Disk drive performance for writing/reading large files
is rather sensitive to outer-/inner-diameter cylinder
placement. When I create the same file multiple times
on newly-created ext[234] file systems on the same disk
partition, I find that it does not consistently occupy
the same blocks. In fact, there is enough difference in
location to cause real differences in performance from
test to test, which I cannot justify to management.
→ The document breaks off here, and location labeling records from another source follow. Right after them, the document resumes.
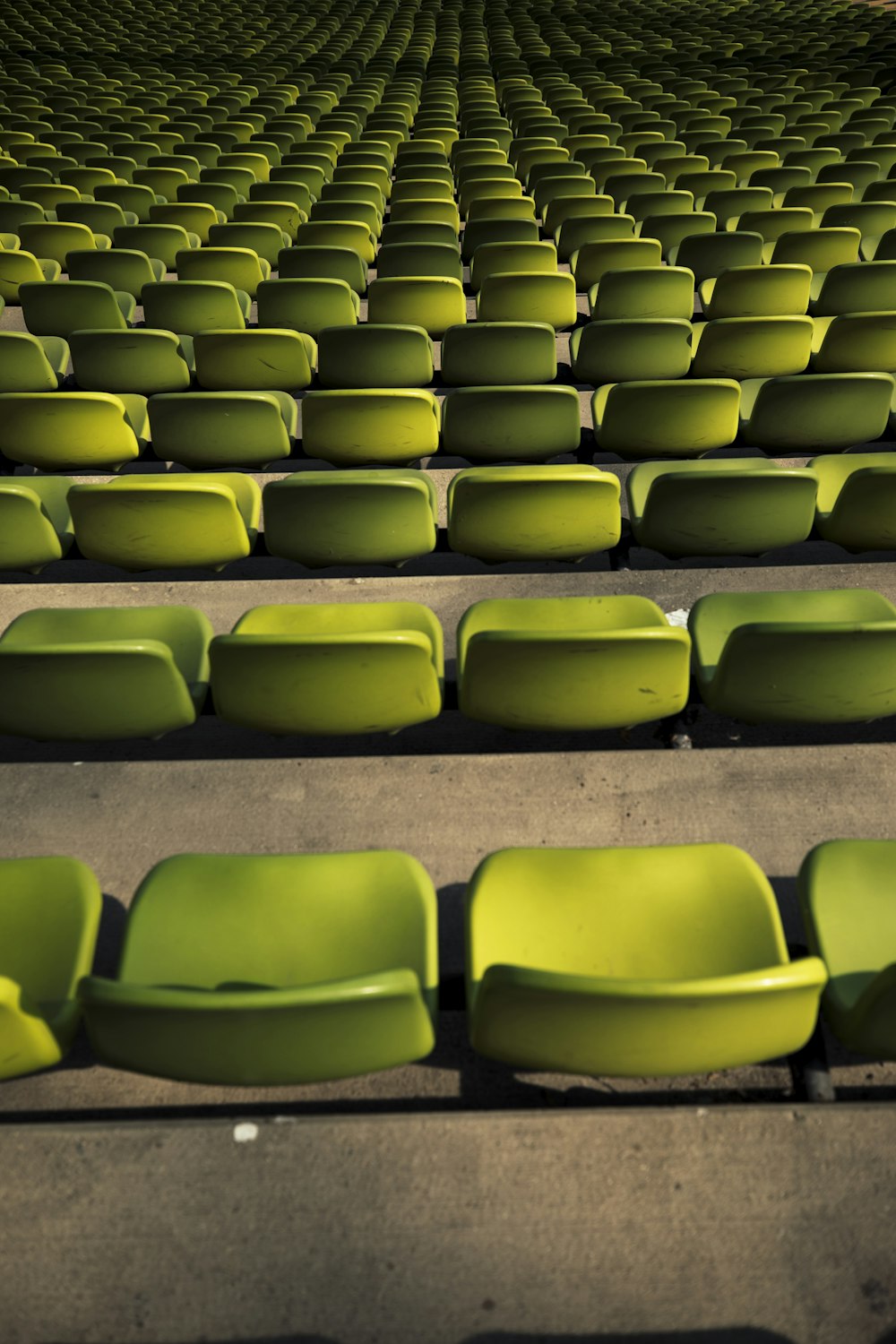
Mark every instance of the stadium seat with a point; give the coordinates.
(382, 516)
(339, 668)
(339, 949)
(821, 656)
(101, 674)
(567, 970)
(573, 663)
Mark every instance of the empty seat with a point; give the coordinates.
(340, 952)
(151, 521)
(35, 521)
(642, 961)
(354, 427)
(845, 897)
(223, 429)
(667, 418)
(573, 663)
(382, 516)
(532, 513)
(73, 430)
(255, 360)
(796, 658)
(48, 922)
(814, 410)
(101, 674)
(339, 668)
(719, 505)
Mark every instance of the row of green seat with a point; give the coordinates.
(375, 667)
(249, 969)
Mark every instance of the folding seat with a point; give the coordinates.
(223, 429)
(344, 943)
(102, 674)
(797, 656)
(565, 969)
(665, 418)
(826, 411)
(64, 308)
(35, 523)
(570, 663)
(382, 516)
(844, 890)
(530, 513)
(525, 424)
(856, 495)
(719, 505)
(374, 357)
(340, 668)
(48, 921)
(164, 521)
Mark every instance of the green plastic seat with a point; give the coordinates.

We are currently on 2.6.32.12, using a 32-bit powerpc. The
system is booted from tftp and the root file system is NFS
for the test. The partition used is always the same one,
and it is the only one mounted from the disk. There is
always exactly one (5G) file created using the same command
"for i in 1 2 3 4 5; do dd if=/hex.txt bs=64K; \
done >>/DataVolume/hex.txt", where /hex.txt is a 1G file
and /DataVolume is the mounted disk partition.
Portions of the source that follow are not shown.